I toss and turn in my bed before the alarm goes off. It’s time to go but motivation is hard to come by. I was late leaving the inn last night and those last few whiskeys have left me in a bad way. My stomach is churning and the head feels like it’s about to explode.
Just a few seconds later, from total darkness a sheer brightness shines through his bedroom window from the billions of lights suddenly switching on outside. Such is life on a space habitat. Time to go whether I like it or not. It’s at times like this he would ponder what it would be like to live on Earth. For the lighting to increase more gradually, to breathe natural air and not be certain about the environment he would face. Slowly, he put on his worn clothes.

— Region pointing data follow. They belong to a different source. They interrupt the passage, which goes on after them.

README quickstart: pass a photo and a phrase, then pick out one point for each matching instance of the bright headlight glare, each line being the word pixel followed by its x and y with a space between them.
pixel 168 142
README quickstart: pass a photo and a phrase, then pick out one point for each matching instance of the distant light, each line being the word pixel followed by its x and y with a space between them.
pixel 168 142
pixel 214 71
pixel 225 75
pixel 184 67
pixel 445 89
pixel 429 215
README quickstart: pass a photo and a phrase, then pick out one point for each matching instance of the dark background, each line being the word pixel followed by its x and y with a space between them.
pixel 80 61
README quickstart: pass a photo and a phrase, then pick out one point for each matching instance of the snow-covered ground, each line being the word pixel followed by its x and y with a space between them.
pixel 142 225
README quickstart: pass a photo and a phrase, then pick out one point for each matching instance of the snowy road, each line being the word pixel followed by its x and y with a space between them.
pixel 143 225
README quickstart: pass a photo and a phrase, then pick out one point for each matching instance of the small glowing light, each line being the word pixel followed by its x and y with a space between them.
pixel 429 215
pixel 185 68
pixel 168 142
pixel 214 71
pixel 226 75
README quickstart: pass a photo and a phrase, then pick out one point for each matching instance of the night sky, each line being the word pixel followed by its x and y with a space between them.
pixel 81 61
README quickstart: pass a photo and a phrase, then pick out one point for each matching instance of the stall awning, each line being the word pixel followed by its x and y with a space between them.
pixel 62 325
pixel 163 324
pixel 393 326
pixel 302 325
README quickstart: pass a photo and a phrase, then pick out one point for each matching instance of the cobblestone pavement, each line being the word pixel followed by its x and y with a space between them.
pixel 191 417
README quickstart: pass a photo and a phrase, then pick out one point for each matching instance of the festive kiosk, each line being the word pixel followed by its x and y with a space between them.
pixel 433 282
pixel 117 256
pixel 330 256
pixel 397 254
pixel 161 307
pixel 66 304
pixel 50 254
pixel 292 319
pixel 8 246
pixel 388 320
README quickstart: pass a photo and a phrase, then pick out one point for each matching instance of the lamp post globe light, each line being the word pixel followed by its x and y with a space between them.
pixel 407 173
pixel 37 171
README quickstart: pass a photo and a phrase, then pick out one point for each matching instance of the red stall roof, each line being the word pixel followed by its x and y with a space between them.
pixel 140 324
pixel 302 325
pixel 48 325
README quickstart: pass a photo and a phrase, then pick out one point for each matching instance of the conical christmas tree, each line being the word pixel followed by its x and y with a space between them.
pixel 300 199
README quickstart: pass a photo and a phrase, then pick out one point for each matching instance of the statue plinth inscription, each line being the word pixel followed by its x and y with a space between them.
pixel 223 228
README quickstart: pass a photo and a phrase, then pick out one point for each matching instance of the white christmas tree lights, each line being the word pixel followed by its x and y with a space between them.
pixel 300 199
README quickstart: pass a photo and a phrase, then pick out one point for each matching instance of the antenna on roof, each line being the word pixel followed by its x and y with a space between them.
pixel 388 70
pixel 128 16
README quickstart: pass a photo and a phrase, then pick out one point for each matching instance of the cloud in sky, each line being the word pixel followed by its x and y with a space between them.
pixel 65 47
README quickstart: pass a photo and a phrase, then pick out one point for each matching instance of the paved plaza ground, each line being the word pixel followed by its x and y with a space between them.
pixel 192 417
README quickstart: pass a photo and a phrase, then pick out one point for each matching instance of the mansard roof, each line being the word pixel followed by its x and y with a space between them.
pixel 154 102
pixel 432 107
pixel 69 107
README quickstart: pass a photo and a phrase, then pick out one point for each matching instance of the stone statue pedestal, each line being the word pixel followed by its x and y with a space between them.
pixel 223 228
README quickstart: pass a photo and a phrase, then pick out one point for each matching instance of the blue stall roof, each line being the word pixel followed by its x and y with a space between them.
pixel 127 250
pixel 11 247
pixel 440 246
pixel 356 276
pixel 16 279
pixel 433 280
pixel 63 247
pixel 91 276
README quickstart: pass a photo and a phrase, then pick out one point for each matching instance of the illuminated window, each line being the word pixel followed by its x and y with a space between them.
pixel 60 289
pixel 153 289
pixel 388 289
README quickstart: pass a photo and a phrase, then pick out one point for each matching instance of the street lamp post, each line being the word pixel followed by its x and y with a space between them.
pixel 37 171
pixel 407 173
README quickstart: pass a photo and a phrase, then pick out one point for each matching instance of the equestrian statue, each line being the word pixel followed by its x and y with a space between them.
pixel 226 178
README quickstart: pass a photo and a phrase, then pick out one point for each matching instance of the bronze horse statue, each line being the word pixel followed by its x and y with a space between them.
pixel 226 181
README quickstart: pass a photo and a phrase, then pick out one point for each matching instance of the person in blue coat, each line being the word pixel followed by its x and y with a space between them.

Another day of drudgery lies ahead but needs must. A small amount of porridge my only comfort. Walking out of my hut I pause briefly to survey my surroundings. Green fields for pasture, sprinkled with occassional huts and tree lines. Then I look up an see the town of “Bealach an Tirialaigh Nua” in the distance. It is still only a speck albeit a growing one. This is the space habitat of “Nua na hIarmhí.” It is an agrarian settlement of three million souls with a surface area approximating that of France. The only gravity is of the rotational variety.
I walk down my overgrown laneway to get collected for work, one of the few people who is not tied to manual labour. My job is that of an architecture systems analysis, occupying a grey area between manual area and those tasks left to Artificial Intelligence. The air taxi should appear over the distance any second now.